Khun Prasert - villager and owner-operator of a diamond-cutting workshop, northeast Thailand: Khun Prasert was until recently riding the roller-coaster of the 'diamond' (zirconium) and gemstone industry in northeast Thailand. He jumped on the thundering bandwagon in 1990, a few years after the industry's boom started. From absolutely nothing in 1985, the industry had risen like a phoenix from the ashes of a depressed regional economy, benefiting from and contributing to the dynamism of one of Bangkok's strong export-oriented industries, cosmetic jewellery, and creating a rare and powerful alternative to rural out-migration. For a time it represented a classic example of 'bottom-up development' (see Parnwell and Khamanarong 1990, 1996). Everybody wanted a slice of the action, either as workshop labourers or, if a bit of capital could be begged or borrowed, as budding 'diamond' entrepreneurs. The state was nowhere to be seen, and many people remarked that the industry was particularly successful because of this. Ten years later the industry collapsed: too many cooks had spoiled the broth, and taken the glisten out of this sparkling industry. Many people, like Khun Prasert, ended up no better off than when the industry had started - a binge of immediate gratification left no capital and thus no alternative to the industry other than a return to either farming or Bangkok.
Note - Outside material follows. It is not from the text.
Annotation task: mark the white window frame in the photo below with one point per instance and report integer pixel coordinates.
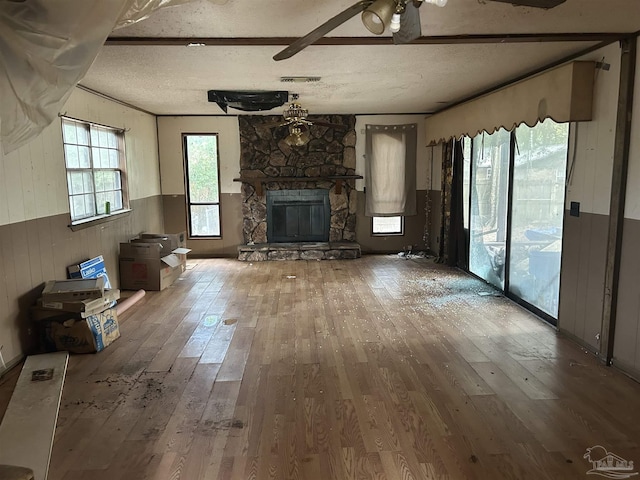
(96, 152)
(386, 233)
(194, 204)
Workers were left to rue the costs of abysmally poor working conditions - seriously damaged eyesight, stumps where nimble fingers had once played - which were traded off against the useful short-term gains that this remarkable rural industry had once offered. As Khun Prasert said, ruefully, 'if only someone - the state, an NGO, a businessperson, someone - had regulated this industry's development so that we might have had a sustainable alternative to farming and migration in the region'.